I am glad to hear about your work on G-quadruplexes. Actually, I have recently revised the G4 module in DSSR, fixed existing bugs, and added new features. The g4.x3dna.org (http://g4.x3dna.org) website has undergone a complete overhaul, enabling users to upload their own structures for dynamic G4 analysis. Additionally, the DSSR-G4DB database is being actively updated on a weekly basis as new PDB entries are added.
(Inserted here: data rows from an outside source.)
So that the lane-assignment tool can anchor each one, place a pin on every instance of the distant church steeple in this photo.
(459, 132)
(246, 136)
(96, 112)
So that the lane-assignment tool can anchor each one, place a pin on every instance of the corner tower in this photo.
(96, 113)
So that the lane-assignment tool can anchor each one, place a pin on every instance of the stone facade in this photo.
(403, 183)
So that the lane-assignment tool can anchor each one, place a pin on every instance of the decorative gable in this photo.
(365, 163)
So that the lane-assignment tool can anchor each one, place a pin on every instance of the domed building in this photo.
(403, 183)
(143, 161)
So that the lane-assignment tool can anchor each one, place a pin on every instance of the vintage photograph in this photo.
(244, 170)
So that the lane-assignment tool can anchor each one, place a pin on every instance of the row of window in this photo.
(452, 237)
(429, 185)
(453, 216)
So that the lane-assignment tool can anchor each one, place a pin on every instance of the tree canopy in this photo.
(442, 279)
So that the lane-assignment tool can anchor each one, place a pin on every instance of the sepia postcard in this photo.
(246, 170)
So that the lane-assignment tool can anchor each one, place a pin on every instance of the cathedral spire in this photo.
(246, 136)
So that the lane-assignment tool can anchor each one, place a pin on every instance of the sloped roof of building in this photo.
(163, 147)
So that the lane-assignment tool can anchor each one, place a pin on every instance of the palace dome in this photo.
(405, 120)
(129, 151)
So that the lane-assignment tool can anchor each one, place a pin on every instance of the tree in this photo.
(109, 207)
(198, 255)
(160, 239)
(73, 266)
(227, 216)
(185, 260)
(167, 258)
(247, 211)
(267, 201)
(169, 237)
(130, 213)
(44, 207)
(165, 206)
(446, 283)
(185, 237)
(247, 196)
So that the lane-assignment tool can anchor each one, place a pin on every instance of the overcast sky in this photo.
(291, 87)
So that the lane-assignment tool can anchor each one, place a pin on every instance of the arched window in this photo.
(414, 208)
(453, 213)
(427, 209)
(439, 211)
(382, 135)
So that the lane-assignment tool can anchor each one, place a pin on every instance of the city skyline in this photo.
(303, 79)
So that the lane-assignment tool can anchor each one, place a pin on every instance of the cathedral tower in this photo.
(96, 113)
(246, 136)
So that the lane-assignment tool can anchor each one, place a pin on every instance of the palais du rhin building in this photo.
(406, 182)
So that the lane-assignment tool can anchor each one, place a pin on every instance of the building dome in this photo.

See the four blog posts comparing DSSR with other related analysis tools on G-quadruplexes: ASC-G4 (https://x3dna.org/highlights/g-quadruplex-notes-on-asc-g4), Webba da Silva nomenclature (https://x3dna.org/highlights/g-quadruplex-notes-on-the-webba-da-silva-nomenclature), ElTetrado and related tools (https://x3dna.org/highlights/g-quadruplex-notes-on-eltetrado-and-related-tools), and CIIS-GQ (https://x3dna.org/highlights/g-quadruplex-notes-on-ciis-gq).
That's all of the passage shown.